A liberdade, como dizia Montesquieu, é filha da igualdade. E só pode existir quando a prática política não ofende os princípios da Constituição e da legislação que garante as liberdades individuais diante de tiranos. Não fosse o brasileiro tão cordial como é, já teríamos por aqui algo parecido como as primaveras do Egito e da Líbia. Não fui ao Sete de Setembro porque ele não parece ter nada a ver com a prática da cidadania, com o desejado projeto de estado e de país.

PRIMEIRA TORRE
A Alta Energia promove nesta sexta-feira (09/09), a partir das 11h, na cidade de Pontes de Lacerda (MT) o ato simbólico de implantação da primeira torre da linha de transmissão que transportará a energia a ser gerada nas Usinas do Madeira, no rio Madeira, em Rondônia. A linha, quando estiver completa, ligará as usinas à subestação Araraquara II, no Interior de São Paulo. Quando as usinas estiverem em pleno funcionamento, terão, juntas, potência de geração de 6.500 MW. Como a região onde as usinas estão sendo implantadas não têm demanda suficiente para absorver toda a energia que será gerada, o excedente será levado por essa linha de transmissão até a subestação Araraquara II, para reforço do abastecimento de energia elétrica do Sistema Interligado Nacional, particularmente para o Sudeste, a partir de 2013. Trata-se do maior projeto de transmissão do mundo. São duas linhas ponto-a-ponto, em 600 kV com corrente contínua, totalizando 2,4 mil quilômetros de extensão a serem executados num prazo máximo de dois anos. Desse total, 1,5 mil quilômetros estão sob responsabilidade da Alta Energia divididos em dois circuitos: o primeiro com 600 quilômetros entre os municípios de Colorado do Oeste (RO) e Jangada (MT) e o segundo, com 900 quilômetros, entre Colorado do Oeste e Rondonópolis (MT).

FICHA LIMPA TÁ VALENDO
Quem imagina escapar das restrições da Lei Ficha Limpa no pleito eleitoral de 2012 vai quebrar a cara. Pelo menos é o que afirmou o secretário-geral da OAB, Marcus Vinicius, ao abordar o tema juntamente com o presidente da OAB-RO, Hélio Vieira, por ocasião da XI Conferência dos Advogados de Rondônia. Depois de considerar a Lei Ficha Limpa como uma vitória da sociedade, Marcus disse que “a OAB tem certeza de que ela não será colocada de lado nas eleições de 2012”. Marcus Vinicius fez parte da comissão de juristas que elaborou o novo Código de Processo Civil.

SEM TIRADENTES
Se alguém esperava o Tiradentes aqui em Rondônia, pode esquecer. Nosso governador-filósofo aproveitou o feriado de 7 de setembro e escreveu: “Quase ninguém procura saber o significado real do 7 de setembro. Também pudera, faz tanto tempo! Nem vou trazer aqui o Tiradentes. Nem vivo e nem morto. O nosso herói nacional. Nem dizer da sua ousadia de ser um revolucionário. Vamos deixar Tiradentes quieto. Nem da petulância, de certa forma traição aos portugueses do Dom Pedro I, com o seu grito de Independência ou morte”.

A RAPINA POLÍTICA
É isso mesmo que eu quero: diante das últimas notícias, da blindagem de veículos (com o dinheiro público) usada pelas “otoridades”, da discutível e estranha decisão de privatizar a segurança num poder que tem sua própria polícia – e tudo isso acontecendo com o silêncio cúmplice de autoridades e instituições - é necessário chamar a atenção para a lógica da rapina. A rapinagem política se tornou a lógica disseminada da maioria dos seus, digamos, usuários.

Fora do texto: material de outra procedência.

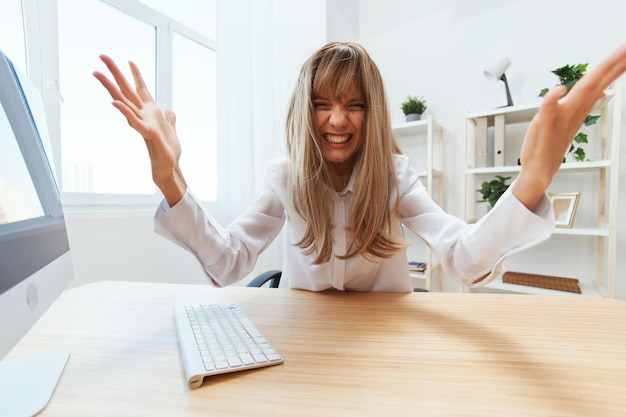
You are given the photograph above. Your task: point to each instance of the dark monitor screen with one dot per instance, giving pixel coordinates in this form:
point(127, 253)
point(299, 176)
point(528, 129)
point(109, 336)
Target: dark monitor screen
point(35, 261)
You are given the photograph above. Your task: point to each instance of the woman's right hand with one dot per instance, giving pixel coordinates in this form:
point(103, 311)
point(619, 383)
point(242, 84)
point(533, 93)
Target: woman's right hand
point(157, 127)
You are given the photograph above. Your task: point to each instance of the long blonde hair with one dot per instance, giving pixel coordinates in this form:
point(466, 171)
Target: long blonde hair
point(334, 67)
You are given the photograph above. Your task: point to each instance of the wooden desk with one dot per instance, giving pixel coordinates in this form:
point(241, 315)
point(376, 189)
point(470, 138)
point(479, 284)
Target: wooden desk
point(346, 354)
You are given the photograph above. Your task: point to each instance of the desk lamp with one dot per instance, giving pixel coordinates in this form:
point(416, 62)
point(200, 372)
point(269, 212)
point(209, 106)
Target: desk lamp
point(496, 71)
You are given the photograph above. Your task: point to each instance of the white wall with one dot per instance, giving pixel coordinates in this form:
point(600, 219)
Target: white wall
point(435, 49)
point(439, 49)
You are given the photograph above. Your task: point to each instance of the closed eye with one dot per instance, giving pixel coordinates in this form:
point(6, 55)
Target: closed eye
point(321, 105)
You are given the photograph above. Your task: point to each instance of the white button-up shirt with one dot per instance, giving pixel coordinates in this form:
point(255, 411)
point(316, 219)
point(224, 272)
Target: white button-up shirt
point(466, 252)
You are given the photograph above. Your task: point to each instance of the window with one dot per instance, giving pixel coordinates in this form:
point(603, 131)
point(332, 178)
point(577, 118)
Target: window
point(103, 159)
point(12, 32)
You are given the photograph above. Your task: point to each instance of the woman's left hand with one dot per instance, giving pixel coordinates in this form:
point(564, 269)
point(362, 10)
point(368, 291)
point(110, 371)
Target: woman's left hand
point(553, 128)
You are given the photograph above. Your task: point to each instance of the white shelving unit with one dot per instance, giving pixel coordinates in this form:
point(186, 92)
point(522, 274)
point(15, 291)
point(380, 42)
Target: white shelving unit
point(422, 141)
point(489, 151)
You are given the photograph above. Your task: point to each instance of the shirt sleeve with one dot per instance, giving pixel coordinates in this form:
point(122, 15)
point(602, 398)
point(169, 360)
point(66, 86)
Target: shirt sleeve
point(468, 252)
point(227, 254)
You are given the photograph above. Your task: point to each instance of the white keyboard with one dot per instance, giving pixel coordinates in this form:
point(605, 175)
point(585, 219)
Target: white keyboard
point(219, 338)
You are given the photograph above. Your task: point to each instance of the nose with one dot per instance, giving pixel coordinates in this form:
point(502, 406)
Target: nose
point(337, 116)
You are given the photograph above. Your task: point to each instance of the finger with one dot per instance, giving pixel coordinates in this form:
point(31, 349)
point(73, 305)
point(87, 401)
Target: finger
point(140, 85)
point(114, 91)
point(124, 87)
point(131, 117)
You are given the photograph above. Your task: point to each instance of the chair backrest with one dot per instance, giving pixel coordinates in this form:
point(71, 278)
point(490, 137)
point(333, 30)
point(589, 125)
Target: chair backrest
point(272, 276)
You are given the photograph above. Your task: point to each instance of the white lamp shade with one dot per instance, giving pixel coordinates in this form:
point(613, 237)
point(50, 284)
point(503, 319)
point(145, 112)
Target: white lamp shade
point(497, 68)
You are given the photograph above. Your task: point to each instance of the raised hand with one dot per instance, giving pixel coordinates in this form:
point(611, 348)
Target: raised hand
point(157, 127)
point(552, 129)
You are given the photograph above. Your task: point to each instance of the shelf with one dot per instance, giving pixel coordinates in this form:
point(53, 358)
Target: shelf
point(421, 140)
point(525, 113)
point(485, 146)
point(588, 290)
point(581, 231)
point(411, 128)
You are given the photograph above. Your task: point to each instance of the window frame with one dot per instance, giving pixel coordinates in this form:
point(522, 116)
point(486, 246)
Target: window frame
point(40, 25)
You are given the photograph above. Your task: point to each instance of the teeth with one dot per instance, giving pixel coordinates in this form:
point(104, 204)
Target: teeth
point(338, 139)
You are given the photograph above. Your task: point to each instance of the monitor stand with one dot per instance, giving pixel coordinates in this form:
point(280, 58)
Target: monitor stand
point(27, 383)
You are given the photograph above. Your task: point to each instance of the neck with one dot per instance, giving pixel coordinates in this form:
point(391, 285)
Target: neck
point(340, 174)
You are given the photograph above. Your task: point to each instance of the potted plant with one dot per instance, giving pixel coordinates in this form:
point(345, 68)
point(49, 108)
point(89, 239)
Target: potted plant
point(568, 76)
point(413, 108)
point(492, 190)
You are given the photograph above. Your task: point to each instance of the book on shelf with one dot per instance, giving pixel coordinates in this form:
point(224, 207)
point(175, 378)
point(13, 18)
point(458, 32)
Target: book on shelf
point(415, 266)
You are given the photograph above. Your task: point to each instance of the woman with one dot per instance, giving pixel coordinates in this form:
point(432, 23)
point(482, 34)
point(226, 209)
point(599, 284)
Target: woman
point(345, 188)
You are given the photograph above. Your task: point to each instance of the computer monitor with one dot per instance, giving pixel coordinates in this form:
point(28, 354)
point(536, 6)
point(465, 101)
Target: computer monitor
point(35, 260)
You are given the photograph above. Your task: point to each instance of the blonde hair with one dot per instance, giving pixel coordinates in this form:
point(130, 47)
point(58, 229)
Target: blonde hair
point(333, 68)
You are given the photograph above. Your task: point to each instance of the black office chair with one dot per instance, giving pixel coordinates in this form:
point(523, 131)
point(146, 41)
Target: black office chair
point(272, 276)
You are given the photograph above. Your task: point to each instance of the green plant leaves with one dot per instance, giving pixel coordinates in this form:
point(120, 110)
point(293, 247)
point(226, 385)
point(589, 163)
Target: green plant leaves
point(414, 104)
point(568, 76)
point(492, 190)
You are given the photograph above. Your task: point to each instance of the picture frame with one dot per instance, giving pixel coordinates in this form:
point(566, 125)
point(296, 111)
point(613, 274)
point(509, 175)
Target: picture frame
point(564, 206)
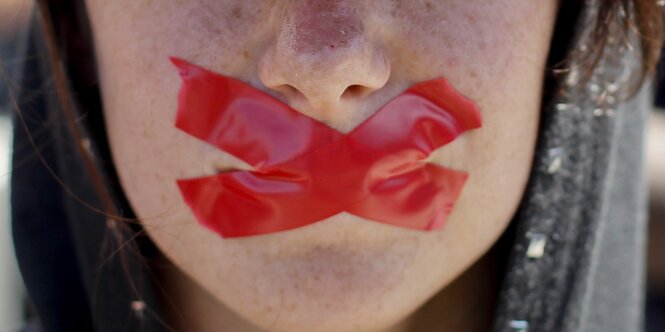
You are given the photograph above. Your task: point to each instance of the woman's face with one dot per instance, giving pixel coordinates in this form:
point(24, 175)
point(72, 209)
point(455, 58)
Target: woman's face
point(341, 273)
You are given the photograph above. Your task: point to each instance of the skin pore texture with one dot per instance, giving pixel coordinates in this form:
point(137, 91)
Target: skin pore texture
point(337, 61)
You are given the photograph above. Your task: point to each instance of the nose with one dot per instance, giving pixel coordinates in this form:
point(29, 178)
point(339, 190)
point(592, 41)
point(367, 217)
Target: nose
point(322, 60)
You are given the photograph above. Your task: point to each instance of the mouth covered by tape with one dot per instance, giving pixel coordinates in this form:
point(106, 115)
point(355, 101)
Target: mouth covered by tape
point(305, 171)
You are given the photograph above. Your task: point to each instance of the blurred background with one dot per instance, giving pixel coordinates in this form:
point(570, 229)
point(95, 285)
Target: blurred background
point(13, 19)
point(14, 15)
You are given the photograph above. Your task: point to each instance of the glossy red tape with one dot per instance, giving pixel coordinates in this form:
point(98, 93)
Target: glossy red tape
point(306, 171)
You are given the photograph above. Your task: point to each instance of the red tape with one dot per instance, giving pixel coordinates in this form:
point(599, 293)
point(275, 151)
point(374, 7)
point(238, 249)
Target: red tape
point(306, 171)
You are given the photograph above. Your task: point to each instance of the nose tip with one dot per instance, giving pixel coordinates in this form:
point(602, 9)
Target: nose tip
point(322, 59)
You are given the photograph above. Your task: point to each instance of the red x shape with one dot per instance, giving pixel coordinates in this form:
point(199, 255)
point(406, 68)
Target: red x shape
point(306, 171)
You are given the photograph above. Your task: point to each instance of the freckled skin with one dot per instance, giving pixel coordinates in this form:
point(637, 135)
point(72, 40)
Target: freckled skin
point(342, 274)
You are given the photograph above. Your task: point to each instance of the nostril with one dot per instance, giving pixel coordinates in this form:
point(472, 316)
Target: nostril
point(289, 92)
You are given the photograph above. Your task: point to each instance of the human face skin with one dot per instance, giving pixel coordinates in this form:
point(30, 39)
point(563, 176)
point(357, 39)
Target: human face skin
point(343, 273)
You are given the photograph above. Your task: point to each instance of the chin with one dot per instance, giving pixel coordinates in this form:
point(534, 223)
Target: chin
point(338, 275)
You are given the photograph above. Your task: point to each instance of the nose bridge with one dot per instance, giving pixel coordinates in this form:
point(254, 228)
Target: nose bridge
point(320, 26)
point(321, 53)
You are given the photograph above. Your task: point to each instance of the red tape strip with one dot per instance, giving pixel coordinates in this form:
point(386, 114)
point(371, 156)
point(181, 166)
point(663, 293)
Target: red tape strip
point(306, 171)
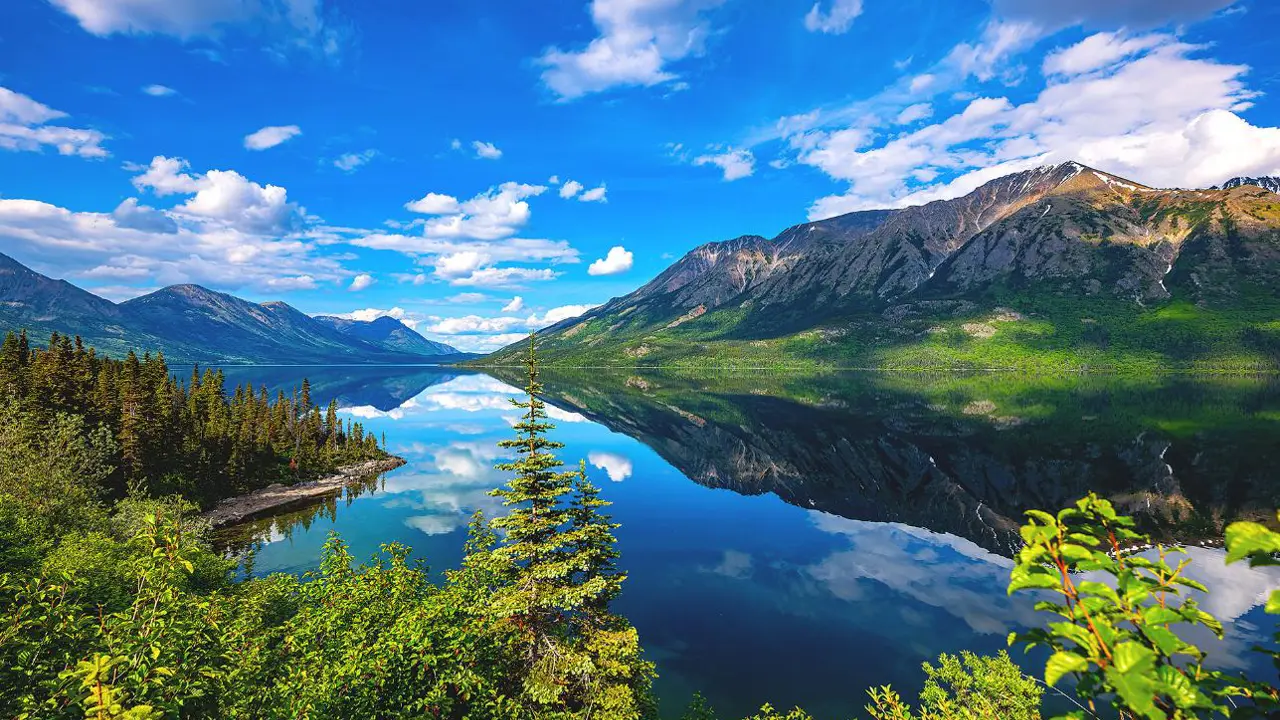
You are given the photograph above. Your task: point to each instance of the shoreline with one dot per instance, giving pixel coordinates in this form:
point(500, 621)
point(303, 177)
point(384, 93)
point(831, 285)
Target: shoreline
point(242, 507)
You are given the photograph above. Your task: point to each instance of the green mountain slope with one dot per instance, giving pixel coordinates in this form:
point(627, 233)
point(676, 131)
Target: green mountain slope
point(388, 333)
point(1055, 268)
point(193, 324)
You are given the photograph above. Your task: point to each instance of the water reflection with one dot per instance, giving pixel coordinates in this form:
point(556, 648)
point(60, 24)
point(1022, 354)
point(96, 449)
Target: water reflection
point(837, 531)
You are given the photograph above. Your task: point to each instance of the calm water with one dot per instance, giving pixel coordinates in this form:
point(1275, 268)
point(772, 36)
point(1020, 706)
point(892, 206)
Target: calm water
point(798, 540)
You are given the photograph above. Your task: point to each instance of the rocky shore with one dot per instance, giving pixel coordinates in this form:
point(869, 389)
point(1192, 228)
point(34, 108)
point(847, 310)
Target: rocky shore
point(274, 497)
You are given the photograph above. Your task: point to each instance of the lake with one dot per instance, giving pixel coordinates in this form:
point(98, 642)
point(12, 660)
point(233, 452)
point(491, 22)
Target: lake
point(796, 540)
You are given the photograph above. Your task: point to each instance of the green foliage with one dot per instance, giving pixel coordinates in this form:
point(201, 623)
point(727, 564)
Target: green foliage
point(158, 436)
point(965, 688)
point(1121, 636)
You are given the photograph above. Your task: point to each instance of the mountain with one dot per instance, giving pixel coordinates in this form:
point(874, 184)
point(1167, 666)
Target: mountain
point(195, 324)
point(388, 333)
point(1056, 264)
point(965, 455)
point(1266, 182)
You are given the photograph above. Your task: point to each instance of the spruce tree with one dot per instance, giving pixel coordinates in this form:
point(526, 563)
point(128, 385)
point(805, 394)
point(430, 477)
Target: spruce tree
point(556, 578)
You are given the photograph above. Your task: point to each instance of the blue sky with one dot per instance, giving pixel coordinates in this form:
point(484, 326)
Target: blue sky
point(435, 160)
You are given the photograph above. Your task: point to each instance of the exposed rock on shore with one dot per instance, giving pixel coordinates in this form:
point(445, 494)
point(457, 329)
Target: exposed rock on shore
point(274, 497)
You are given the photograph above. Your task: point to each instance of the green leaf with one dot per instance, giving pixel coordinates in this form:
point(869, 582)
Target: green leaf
point(1253, 541)
point(1130, 656)
point(1063, 662)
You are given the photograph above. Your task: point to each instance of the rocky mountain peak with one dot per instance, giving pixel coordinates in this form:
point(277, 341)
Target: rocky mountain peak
point(1266, 182)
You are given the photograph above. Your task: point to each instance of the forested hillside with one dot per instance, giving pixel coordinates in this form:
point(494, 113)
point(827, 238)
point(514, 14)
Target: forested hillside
point(122, 611)
point(169, 436)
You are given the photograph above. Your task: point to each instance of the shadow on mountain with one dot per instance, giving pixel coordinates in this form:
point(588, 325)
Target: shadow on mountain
point(960, 455)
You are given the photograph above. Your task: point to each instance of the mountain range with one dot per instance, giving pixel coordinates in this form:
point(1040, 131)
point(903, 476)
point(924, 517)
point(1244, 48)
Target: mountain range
point(193, 324)
point(1056, 264)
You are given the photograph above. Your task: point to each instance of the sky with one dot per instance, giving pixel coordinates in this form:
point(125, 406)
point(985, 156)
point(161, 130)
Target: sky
point(483, 169)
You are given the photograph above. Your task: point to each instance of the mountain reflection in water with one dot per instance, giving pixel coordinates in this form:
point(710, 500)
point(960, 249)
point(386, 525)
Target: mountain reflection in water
point(871, 519)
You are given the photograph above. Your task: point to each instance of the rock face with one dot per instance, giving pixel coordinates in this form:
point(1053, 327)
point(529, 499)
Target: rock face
point(195, 324)
point(1065, 228)
point(1270, 183)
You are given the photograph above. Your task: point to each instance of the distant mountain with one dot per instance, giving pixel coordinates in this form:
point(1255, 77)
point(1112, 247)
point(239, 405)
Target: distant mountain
point(1266, 182)
point(388, 333)
point(872, 287)
point(195, 324)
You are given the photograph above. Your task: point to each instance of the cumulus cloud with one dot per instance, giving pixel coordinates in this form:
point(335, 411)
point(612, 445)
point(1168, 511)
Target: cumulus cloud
point(574, 188)
point(350, 162)
point(504, 277)
point(434, 204)
point(554, 315)
point(594, 195)
point(287, 24)
point(836, 19)
point(485, 150)
point(23, 127)
point(474, 324)
point(1141, 14)
point(494, 214)
point(150, 247)
point(618, 260)
point(638, 41)
point(616, 466)
point(224, 196)
point(129, 214)
point(1148, 106)
point(571, 188)
point(370, 314)
point(736, 164)
point(270, 136)
point(913, 113)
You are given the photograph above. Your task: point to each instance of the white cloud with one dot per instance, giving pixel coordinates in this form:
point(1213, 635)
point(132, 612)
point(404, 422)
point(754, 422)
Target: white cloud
point(835, 21)
point(1147, 108)
point(434, 204)
point(151, 247)
point(485, 150)
point(618, 260)
point(474, 324)
point(594, 195)
point(370, 314)
point(225, 196)
point(23, 127)
point(638, 40)
point(493, 214)
point(350, 162)
point(287, 24)
point(504, 277)
point(270, 136)
point(913, 113)
point(1109, 13)
point(736, 164)
point(1098, 51)
point(616, 466)
point(920, 82)
point(129, 214)
point(571, 188)
point(574, 188)
point(554, 315)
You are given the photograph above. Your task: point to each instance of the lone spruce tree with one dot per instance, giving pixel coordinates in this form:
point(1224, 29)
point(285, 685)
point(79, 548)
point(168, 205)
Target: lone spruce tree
point(557, 559)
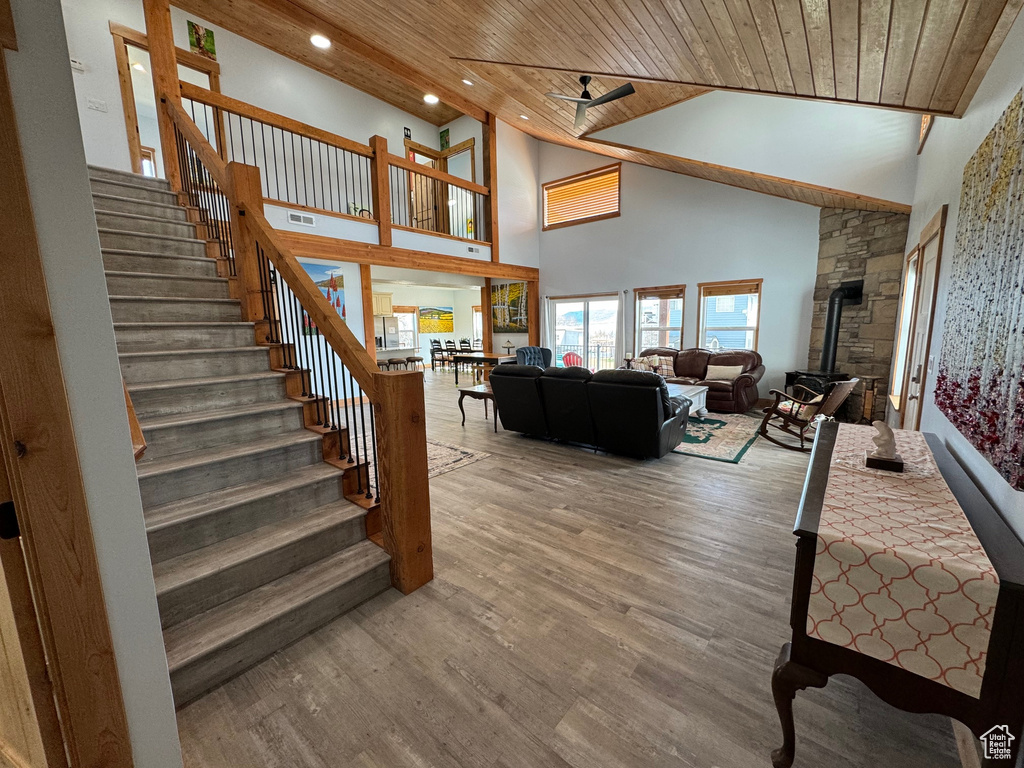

A norma parece que é a subtração, sendo os “honestos” pequenos e ridículos gatos pingados. O número de meliantes em ação nas assembléias, câmaras e no Congresso Nacional, nos ministérios e nas repartições, em toda parte – fazendo uma ponderação entre o que acontece, as medidas tomadas e os efeitos penais respectivos – me leva a concluir que, na área política, a defesa do larápio é sempre mais tonitruante, rápida e efetiva que a ação da polícia. No máximo, perde-se o cargo, mas nunca os anéis. O que faz sentido, quando uma cultura determina o que, de fato, deve ser defendido.